Марина добавила со вздохом:

- То правда. На волю хочется. В свою хату. Хоть яку б нибудь хатину построить!

- А гроши где взять? - трезвея, сердито перебил Никанор.

- Гроши?.. А может, хозяин подсобит?

Никанор долго молчал, скреб ногтями голые доски нар, сердито сопел в бороду. Потом повернулся к жене, тихо, неуверенно переспросил:

- Хозяин?

Через несколько дней Никанор, Остап, Марина, Горпина и Кузьма вошли в кабинет немца Брутта, долго и старательно закрывали за собой высокие двери. Никанор усердно натирал угол хозяйского стола, беспричинно щипал овчину шапчонки и выкладывал слова - желания, надуманные в бессонные ночи в отгороженном занавеской углу холостяцкого балагана:

- Карл Хранцевич, мы до вас всей семьей припадаемо. Я без греха роблю вам, так покорнейше прошу приют какой-нибудь, хатину. Совсем с жинкою, сыном и внуком хочу до вас на шахту перебраться.

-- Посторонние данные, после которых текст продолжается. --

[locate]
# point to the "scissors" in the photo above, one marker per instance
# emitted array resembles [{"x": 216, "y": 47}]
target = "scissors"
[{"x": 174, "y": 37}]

Карл Францевич приветливо пушил щетку усов, перегонял широкими ноздрями душистый дым, улыбчиво щурил красные глаза и мягонько отвечал:

- Нет квартиры! Земли мало, людей очень много. - Хотел добавить что-то, но остановился, ждал…

"Нет квартиры…" Но почудилось Никанору в голосе немца обещание: следует лишь попросить его хорошо, и он облагодетельствует. Ему это ничего не будет стоить, а Никанору, его семье на всю жизнь радость.

Тошнота подступила к горлу Никанора. Он вспомнил голодное Приазовье и, больше не раздумывая, качнулся, упал на колени, пополз по блестящему паркету хозяйского кабинета:

- Карл Хранцевич, хоть халупу… без крыши, хоть одни камни!

Брутт подошел к Никанору, помог подняться и укоризненно сказал:

- Какой русский нищий! О, я имеет сердце! Мы помогай вам.

Никанор получил от хозяина разрешение занять кусок его земли на Гнилых Оврагах и построить там землянку.